Wittman underscored first he believes defense spending must be maintained plus 3 percent for inflation. The FY ‘21 budget was about $740 billion so he said this year the goal would be $753 billion.
“The president’s budget is under that,” he said. “I believe we need to fight to make sure we get it to that level because if not, in some place you’re going to need to take out resources, that is absolutely unacceptable, we have to stay on that path.”
However, Wittman said the services also need to look hard at saving money.
He said the Navy and other services have gone through a scrubbing of their budget “to find places where there is duplication, trying to find areas where things are being done and asking the question do we really need to continue to do those things. All the service branches are going to have to find savings within their own budgets to take those dollars and plow them back into modernization. That’s the way you’re going to be able to move the curve to the left.”
However, Wittman argued the services “need to go top to bottom and be really, really self-reflective on that and be self-critical and say…are these things that we absolutely have to do? And then take those dollars and plow them back into the things that we see we need to happen.”
Wittman also expressed a skeptical note on the Navy’s 2020 plans to retire assets like the older Ticonderoga-class cruisers and dock landing ships (LSDs).
“As the Navy’s looking at reducing force structure – they’re looking at some things that I think we ought to question…if you reduce the number of cruisers that they propose, we’re going to lose 1,200 missile tubes. The question is how does that get replaced? And if you’re going to completely remove them…well we’re going to wait four, five years until we get the capacity back. That’s not acceptable.”
Wittman also said if the LSD numbers are reduced as planned all at once, “we lose 25 percent of our forcible entry capabilities. Unacceptable.”

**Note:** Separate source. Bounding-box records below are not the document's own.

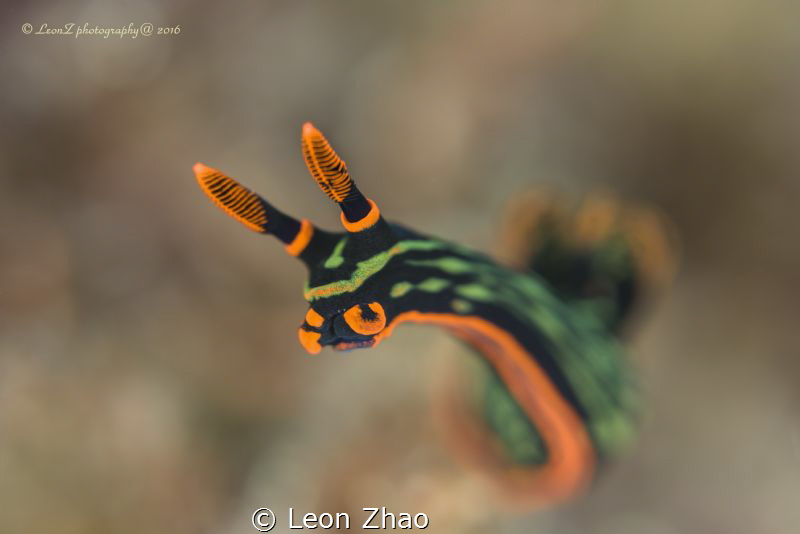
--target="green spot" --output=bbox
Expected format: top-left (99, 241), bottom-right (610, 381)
top-left (456, 284), bottom-right (493, 302)
top-left (406, 256), bottom-right (475, 274)
top-left (323, 237), bottom-right (347, 269)
top-left (417, 278), bottom-right (450, 293)
top-left (450, 299), bottom-right (473, 313)
top-left (389, 282), bottom-right (414, 298)
top-left (304, 241), bottom-right (447, 302)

He said the Navy should transition away from those capabilities “the right way.” This means as cruisers and their missile tubes are retired, “How are we going to replace them? How are we not going to have a slope that goes loss of capability, flat spot, and then increasing capability?”
Wittman said in that kind of situation, U.S. adversaries will see the flat lower capability as an opportunity to overtake U.S. capabilities.
“Instead what we have to say is, “here’s the transition…as we retire older systems and bring into place newer systems, how do we make sure that those lines converge very, very quickly. That’s going to be key.”
Wittman admitted these are difficult decisions and there will have to be “some heart-to-heart discussion” in Congress about how to properly balance funding while the Pentagon will require tough decisions on how to balance current and future risk.
Wittman’s position on cruisers matches statements made by Vice Chair of the House Armed Services Committee (HASC) Rep. Elaine Luria (D-Va.) in March. Luria said she felt the Navy’s Battle Force 2045 plan did not adequately explain how it decided on the number of each ship type in the force and was particularly skeptical of plans to retire ships like the cruisers (Defense Daily, March 16).
However, last month Chief of Naval Operation Adm. Mike Gilday said while he wants a robust public debate about the future fleet, he argued against maintaining the cruisers for their Vertical Launch System (VLS) missile cells (Defense Daily, April 5).
Gilday said they need to discuss “does it make more sense to hang on with the cruisers that are well past their 30-year service life, continue to pour millions of dollars into upkeeping those vessels at the expense of what the White House has directed that we divest of legacy and invest in new platforms.”
“We should have that debate over whether we should put that next dollar into a 33-year old cruiser or whether we should invest in the Flight III DDGs that we’re building down in Pascagoula, Miss. We ought to have that debate,” Gilday continued.
Gilday argued they cannot just count VLS tubes and be “satisfying ourselves that that’s a sole metric we’re going to look at.”